12:17 UK, 16th June 2009, by Mike Verdin
Meat firms 'should brace for rise in food scares'

Global food scares are on the rise - meaning meat exporters need to get used to volatile earnings or risk following the likes of Pilgrim's Pride into distress, Fitch has warned.

A growing tally of livestock-related disease scares will continue to trigger "temporary sporadic bans" on global trade in meat products, despite efforts to keep sick animals out of the human food chain, the ratings agency said.

Even where bans are not imposed, consumers' meat-eating patterns are being "constantly negatively affected by the occurrence of animal illnesses".

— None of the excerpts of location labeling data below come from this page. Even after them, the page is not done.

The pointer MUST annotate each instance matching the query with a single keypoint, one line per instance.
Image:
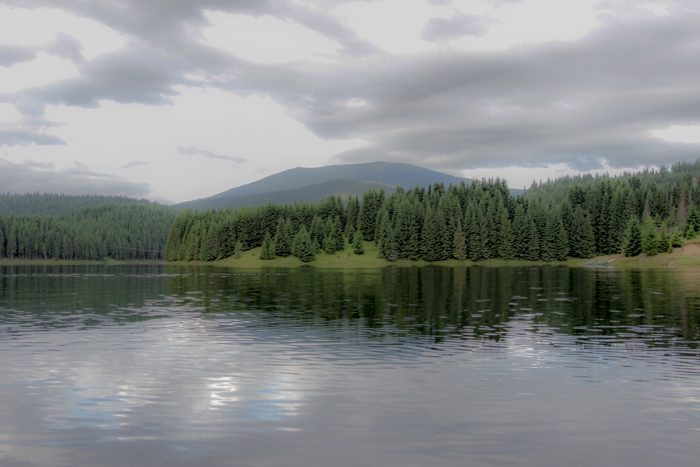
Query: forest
(37, 226)
(647, 212)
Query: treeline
(54, 204)
(122, 230)
(578, 217)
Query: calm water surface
(159, 366)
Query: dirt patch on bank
(688, 250)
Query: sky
(173, 100)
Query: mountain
(314, 184)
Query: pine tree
(430, 237)
(330, 245)
(338, 234)
(357, 246)
(555, 243)
(633, 238)
(283, 238)
(268, 249)
(505, 246)
(581, 239)
(238, 248)
(302, 245)
(663, 241)
(649, 237)
(522, 233)
(372, 202)
(459, 244)
(692, 223)
(318, 230)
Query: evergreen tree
(431, 237)
(459, 244)
(581, 240)
(693, 222)
(633, 238)
(302, 245)
(522, 233)
(357, 246)
(555, 243)
(338, 234)
(663, 240)
(372, 202)
(318, 230)
(505, 246)
(283, 238)
(330, 245)
(649, 237)
(268, 248)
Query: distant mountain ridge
(304, 184)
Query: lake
(176, 366)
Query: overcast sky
(180, 99)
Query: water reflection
(657, 307)
(117, 366)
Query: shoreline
(685, 257)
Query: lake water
(160, 366)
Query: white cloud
(39, 26)
(266, 39)
(679, 134)
(395, 26)
(43, 70)
(255, 128)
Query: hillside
(53, 204)
(52, 226)
(648, 213)
(315, 184)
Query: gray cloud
(132, 164)
(445, 29)
(12, 54)
(191, 151)
(30, 177)
(586, 103)
(10, 136)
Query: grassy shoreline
(686, 257)
(77, 262)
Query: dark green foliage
(283, 237)
(357, 246)
(302, 245)
(692, 227)
(581, 237)
(372, 202)
(267, 251)
(505, 245)
(633, 238)
(654, 240)
(459, 243)
(555, 244)
(574, 216)
(83, 227)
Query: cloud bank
(587, 103)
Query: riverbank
(687, 256)
(76, 262)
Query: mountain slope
(314, 184)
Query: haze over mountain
(313, 184)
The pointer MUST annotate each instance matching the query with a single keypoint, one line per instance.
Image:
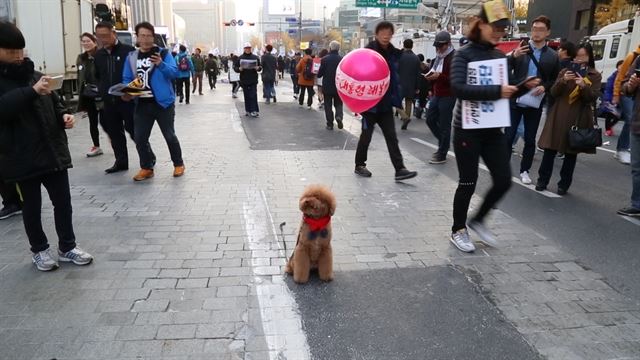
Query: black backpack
(308, 70)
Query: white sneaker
(44, 261)
(462, 241)
(94, 151)
(624, 157)
(484, 234)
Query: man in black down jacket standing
(382, 113)
(328, 67)
(117, 115)
(34, 150)
(248, 66)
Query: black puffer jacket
(33, 140)
(461, 90)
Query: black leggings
(57, 185)
(469, 146)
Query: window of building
(582, 20)
(615, 44)
(598, 48)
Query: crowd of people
(565, 83)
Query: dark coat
(328, 68)
(393, 97)
(33, 140)
(269, 67)
(247, 76)
(409, 68)
(109, 66)
(563, 116)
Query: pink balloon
(362, 79)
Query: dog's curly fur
(316, 202)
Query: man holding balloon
(368, 83)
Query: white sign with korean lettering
(486, 114)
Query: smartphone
(55, 83)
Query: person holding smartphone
(155, 101)
(532, 59)
(34, 150)
(575, 89)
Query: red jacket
(442, 86)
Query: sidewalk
(192, 267)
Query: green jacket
(198, 63)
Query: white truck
(52, 30)
(613, 42)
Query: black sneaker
(362, 171)
(404, 174)
(438, 158)
(9, 211)
(628, 211)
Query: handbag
(90, 91)
(583, 139)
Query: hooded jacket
(33, 141)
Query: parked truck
(52, 30)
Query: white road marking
(484, 167)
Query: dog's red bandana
(317, 224)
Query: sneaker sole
(10, 215)
(66, 260)
(459, 248)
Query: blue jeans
(250, 98)
(626, 105)
(147, 113)
(268, 89)
(635, 170)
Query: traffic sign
(399, 4)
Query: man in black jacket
(382, 113)
(117, 115)
(34, 150)
(533, 59)
(327, 71)
(409, 68)
(248, 66)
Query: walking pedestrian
(212, 69)
(470, 144)
(575, 91)
(198, 71)
(409, 68)
(533, 59)
(117, 115)
(185, 69)
(306, 78)
(623, 155)
(293, 64)
(269, 69)
(631, 88)
(382, 112)
(327, 72)
(248, 65)
(89, 99)
(441, 106)
(234, 76)
(155, 68)
(35, 150)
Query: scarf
(317, 224)
(576, 92)
(439, 62)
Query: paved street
(192, 268)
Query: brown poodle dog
(313, 248)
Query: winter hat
(10, 36)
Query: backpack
(308, 70)
(183, 64)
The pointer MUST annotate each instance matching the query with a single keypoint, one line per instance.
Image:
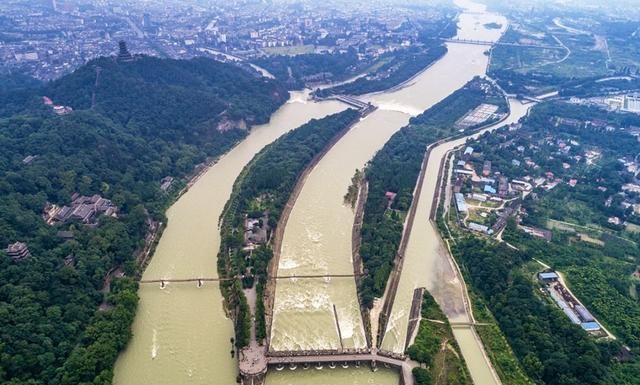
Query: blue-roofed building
(590, 326)
(489, 190)
(461, 205)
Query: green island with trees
(139, 122)
(395, 168)
(262, 190)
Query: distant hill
(149, 119)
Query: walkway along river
(181, 334)
(427, 264)
(324, 314)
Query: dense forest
(130, 127)
(382, 228)
(263, 188)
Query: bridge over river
(319, 359)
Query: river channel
(180, 333)
(324, 313)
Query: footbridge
(201, 280)
(319, 359)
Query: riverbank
(284, 218)
(187, 248)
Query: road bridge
(492, 43)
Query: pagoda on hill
(124, 55)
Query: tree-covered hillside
(149, 119)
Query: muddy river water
(181, 334)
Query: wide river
(324, 313)
(181, 334)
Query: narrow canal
(180, 333)
(427, 264)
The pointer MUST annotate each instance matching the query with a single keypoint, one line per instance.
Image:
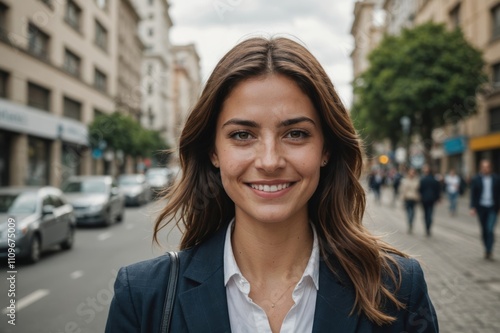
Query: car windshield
(19, 203)
(85, 186)
(129, 180)
(156, 174)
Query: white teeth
(270, 188)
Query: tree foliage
(427, 73)
(118, 131)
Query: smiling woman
(272, 210)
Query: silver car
(36, 218)
(96, 199)
(135, 188)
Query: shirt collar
(231, 267)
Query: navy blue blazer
(201, 303)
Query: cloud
(217, 25)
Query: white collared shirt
(247, 317)
(486, 199)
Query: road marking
(104, 236)
(76, 274)
(30, 299)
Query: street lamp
(406, 123)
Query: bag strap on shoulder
(168, 305)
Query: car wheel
(119, 218)
(35, 249)
(108, 219)
(68, 242)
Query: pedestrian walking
(271, 209)
(485, 203)
(452, 183)
(396, 178)
(430, 193)
(375, 182)
(410, 194)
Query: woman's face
(269, 148)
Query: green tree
(426, 73)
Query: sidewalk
(464, 287)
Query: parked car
(135, 188)
(158, 179)
(96, 199)
(40, 217)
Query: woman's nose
(270, 156)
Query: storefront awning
(27, 120)
(487, 142)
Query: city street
(70, 291)
(464, 287)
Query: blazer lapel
(334, 303)
(205, 305)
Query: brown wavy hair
(200, 206)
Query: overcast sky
(215, 26)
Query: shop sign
(28, 120)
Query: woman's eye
(297, 134)
(241, 136)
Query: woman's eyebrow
(284, 123)
(241, 122)
(297, 120)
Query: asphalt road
(70, 291)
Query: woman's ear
(214, 158)
(325, 157)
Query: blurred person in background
(375, 182)
(410, 194)
(452, 183)
(430, 193)
(396, 177)
(271, 207)
(485, 203)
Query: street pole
(405, 124)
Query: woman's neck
(272, 251)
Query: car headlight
(96, 208)
(22, 231)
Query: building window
(98, 113)
(151, 117)
(3, 19)
(495, 14)
(101, 36)
(73, 15)
(72, 109)
(455, 16)
(38, 42)
(37, 172)
(4, 79)
(495, 119)
(48, 3)
(100, 80)
(103, 4)
(72, 63)
(38, 97)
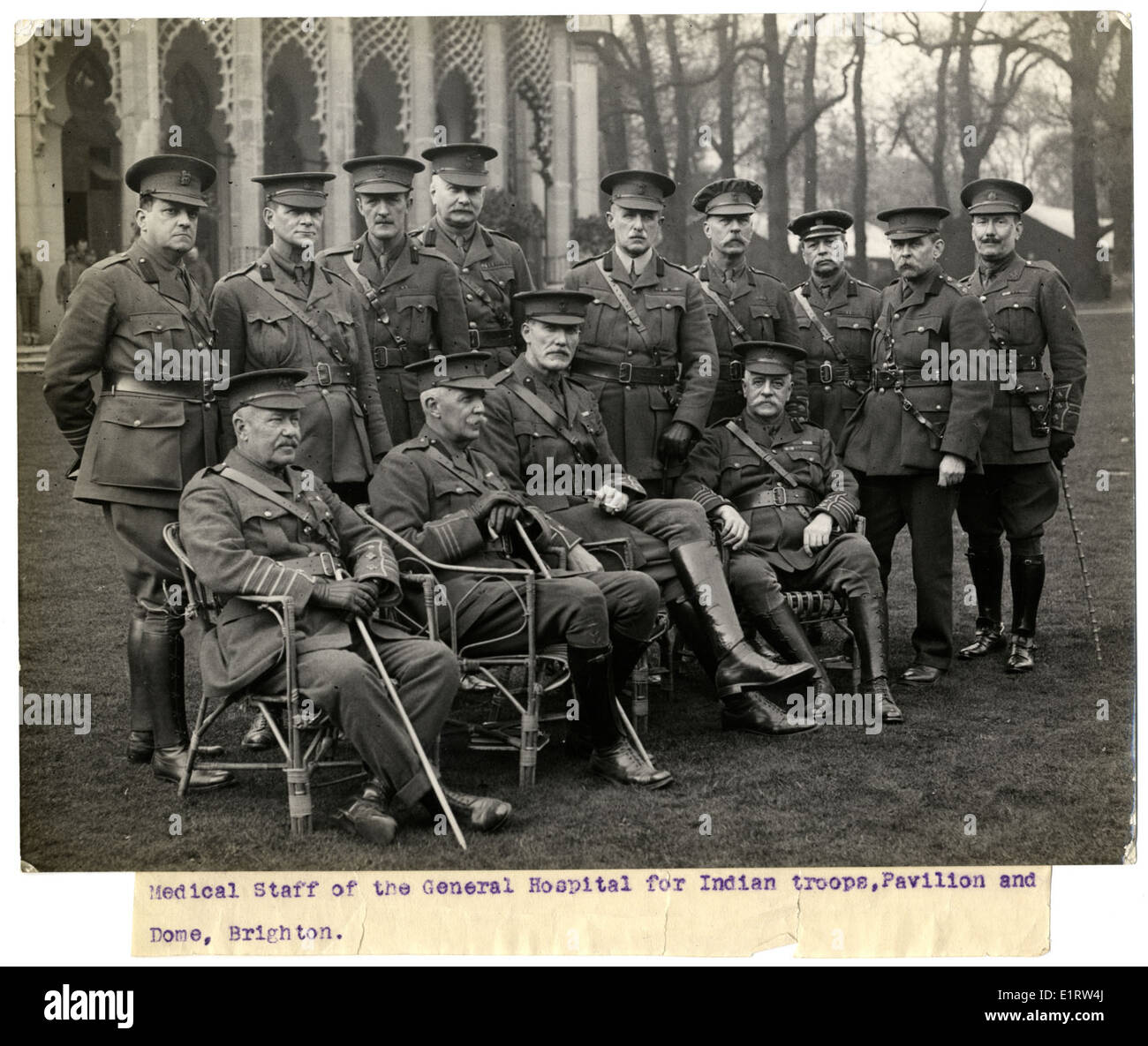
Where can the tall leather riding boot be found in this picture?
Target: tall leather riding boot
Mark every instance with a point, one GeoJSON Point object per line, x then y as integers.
{"type": "Point", "coordinates": [871, 629]}
{"type": "Point", "coordinates": [593, 686]}
{"type": "Point", "coordinates": [162, 661]}
{"type": "Point", "coordinates": [987, 570]}
{"type": "Point", "coordinates": [739, 666]}
{"type": "Point", "coordinates": [1028, 577]}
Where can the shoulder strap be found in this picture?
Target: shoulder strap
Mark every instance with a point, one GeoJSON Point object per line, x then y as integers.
{"type": "Point", "coordinates": [767, 456]}
{"type": "Point", "coordinates": [276, 295]}
{"type": "Point", "coordinates": [822, 329]}
{"type": "Point", "coordinates": [631, 313]}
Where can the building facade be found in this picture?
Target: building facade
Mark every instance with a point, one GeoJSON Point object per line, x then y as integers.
{"type": "Point", "coordinates": [255, 95]}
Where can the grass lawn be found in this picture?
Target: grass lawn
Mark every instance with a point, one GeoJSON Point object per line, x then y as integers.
{"type": "Point", "coordinates": [1026, 756]}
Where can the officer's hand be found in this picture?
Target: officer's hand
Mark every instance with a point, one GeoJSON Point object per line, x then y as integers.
{"type": "Point", "coordinates": [611, 500]}
{"type": "Point", "coordinates": [735, 531]}
{"type": "Point", "coordinates": [1059, 447]}
{"type": "Point", "coordinates": [819, 531]}
{"type": "Point", "coordinates": [952, 470]}
{"type": "Point", "coordinates": [581, 561]}
{"type": "Point", "coordinates": [359, 598]}
{"type": "Point", "coordinates": [676, 441]}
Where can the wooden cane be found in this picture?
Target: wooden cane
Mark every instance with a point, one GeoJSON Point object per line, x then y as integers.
{"type": "Point", "coordinates": [427, 769]}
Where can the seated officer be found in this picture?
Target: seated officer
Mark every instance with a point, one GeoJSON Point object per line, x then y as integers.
{"type": "Point", "coordinates": [253, 527]}
{"type": "Point", "coordinates": [449, 500]}
{"type": "Point", "coordinates": [547, 436]}
{"type": "Point", "coordinates": [784, 504]}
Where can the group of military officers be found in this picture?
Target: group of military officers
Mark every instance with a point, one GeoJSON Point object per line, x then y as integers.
{"type": "Point", "coordinates": [722, 429]}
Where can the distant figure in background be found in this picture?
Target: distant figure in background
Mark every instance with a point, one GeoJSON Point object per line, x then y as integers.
{"type": "Point", "coordinates": [29, 283]}
{"type": "Point", "coordinates": [200, 271]}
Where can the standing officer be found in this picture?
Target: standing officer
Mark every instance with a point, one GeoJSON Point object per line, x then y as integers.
{"type": "Point", "coordinates": [918, 430]}
{"type": "Point", "coordinates": [649, 352]}
{"type": "Point", "coordinates": [546, 433]}
{"type": "Point", "coordinates": [146, 435]}
{"type": "Point", "coordinates": [835, 313]}
{"type": "Point", "coordinates": [744, 303]}
{"type": "Point", "coordinates": [1029, 309]}
{"type": "Point", "coordinates": [492, 267]}
{"type": "Point", "coordinates": [283, 310]}
{"type": "Point", "coordinates": [410, 295]}
{"type": "Point", "coordinates": [785, 506]}
{"type": "Point", "coordinates": [305, 533]}
{"type": "Point", "coordinates": [448, 499]}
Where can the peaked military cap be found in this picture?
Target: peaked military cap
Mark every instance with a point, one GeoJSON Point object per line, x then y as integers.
{"type": "Point", "coordinates": [297, 188]}
{"type": "Point", "coordinates": [911, 222]}
{"type": "Point", "coordinates": [995, 196]}
{"type": "Point", "coordinates": [382, 173]}
{"type": "Point", "coordinates": [728, 196]}
{"type": "Point", "coordinates": [459, 371]}
{"type": "Point", "coordinates": [643, 191]}
{"type": "Point", "coordinates": [826, 222]}
{"type": "Point", "coordinates": [274, 389]}
{"type": "Point", "coordinates": [462, 164]}
{"type": "Point", "coordinates": [171, 176]}
{"type": "Point", "coordinates": [773, 358]}
{"type": "Point", "coordinates": [563, 307]}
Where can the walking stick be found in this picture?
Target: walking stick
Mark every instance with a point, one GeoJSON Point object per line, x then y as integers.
{"type": "Point", "coordinates": [427, 769]}
{"type": "Point", "coordinates": [1084, 566]}
{"type": "Point", "coordinates": [544, 570]}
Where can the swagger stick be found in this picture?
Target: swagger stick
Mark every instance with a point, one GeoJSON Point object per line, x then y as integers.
{"type": "Point", "coordinates": [1084, 566]}
{"type": "Point", "coordinates": [544, 570]}
{"type": "Point", "coordinates": [427, 769]}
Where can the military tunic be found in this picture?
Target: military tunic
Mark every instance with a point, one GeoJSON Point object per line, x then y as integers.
{"type": "Point", "coordinates": [421, 490]}
{"type": "Point", "coordinates": [1029, 309]}
{"type": "Point", "coordinates": [677, 353]}
{"type": "Point", "coordinates": [244, 544]}
{"type": "Point", "coordinates": [723, 470]}
{"type": "Point", "coordinates": [761, 306]}
{"type": "Point", "coordinates": [492, 269]}
{"type": "Point", "coordinates": [419, 312]}
{"type": "Point", "coordinates": [848, 312]}
{"type": "Point", "coordinates": [144, 438]}
{"type": "Point", "coordinates": [344, 428]}
{"type": "Point", "coordinates": [898, 456]}
{"type": "Point", "coordinates": [559, 463]}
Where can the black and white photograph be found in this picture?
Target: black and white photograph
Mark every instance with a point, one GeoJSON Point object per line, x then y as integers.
{"type": "Point", "coordinates": [575, 441]}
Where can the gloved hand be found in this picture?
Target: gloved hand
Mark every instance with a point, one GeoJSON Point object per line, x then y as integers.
{"type": "Point", "coordinates": [676, 441]}
{"type": "Point", "coordinates": [1059, 447]}
{"type": "Point", "coordinates": [497, 508]}
{"type": "Point", "coordinates": [359, 598]}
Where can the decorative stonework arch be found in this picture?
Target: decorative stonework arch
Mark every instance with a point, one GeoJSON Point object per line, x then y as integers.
{"type": "Point", "coordinates": [221, 35]}
{"type": "Point", "coordinates": [311, 35]}
{"type": "Point", "coordinates": [529, 75]}
{"type": "Point", "coordinates": [458, 47]}
{"type": "Point", "coordinates": [107, 33]}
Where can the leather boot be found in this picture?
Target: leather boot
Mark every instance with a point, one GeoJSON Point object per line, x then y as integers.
{"type": "Point", "coordinates": [367, 816]}
{"type": "Point", "coordinates": [1028, 577]}
{"type": "Point", "coordinates": [613, 758]}
{"type": "Point", "coordinates": [161, 658]}
{"type": "Point", "coordinates": [868, 625]}
{"type": "Point", "coordinates": [739, 666]}
{"type": "Point", "coordinates": [987, 570]}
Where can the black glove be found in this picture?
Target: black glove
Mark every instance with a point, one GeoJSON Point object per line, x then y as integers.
{"type": "Point", "coordinates": [497, 508]}
{"type": "Point", "coordinates": [676, 441]}
{"type": "Point", "coordinates": [359, 598]}
{"type": "Point", "coordinates": [1059, 447]}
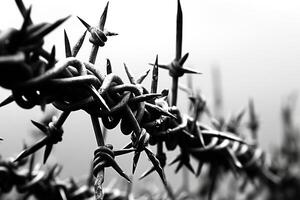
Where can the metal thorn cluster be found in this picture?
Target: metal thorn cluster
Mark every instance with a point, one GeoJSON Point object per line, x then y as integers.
{"type": "Point", "coordinates": [35, 77]}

The earnings damage to exporters from factors such as revenue slides and inventory build ups "will remain a concern", Fitch said.

The comments come days after the outbreak of H1N1, initially called swine flu, was declared a pandemic and as the Czech Republic tackles the discovery of cattle with BSE.

Best positioned firms

The report added that companies with global production bases, or diversified operations, were best placed to withstand such volatility.

Such businesses included Cargill, the global agribusiness giant, which is protected by the range of markets from which it took its $120bn in revenues last year.

US-based Tyson, while a meat specialist, gained some security from its strength across the three main meat markets – beef, chicken and pork – while Brazil's JBS had the advantage of operations spread through the Western world.

"This geographic diversification helps [avoid]... the tariffs or quotas applied regionally by some importing blocs or countries," Fitch said.

'Most vulnerable'

Single product operators such as Pilgrim's Pride, the US poultry producer which has filed for bankruptcy, were "most vulnerable to changing export policies," Fitch said.

Operating margins at National Beef, a US-based beef specialist, tumbled by more than 50% after the discovery of a single cow with BSE in America in 2003.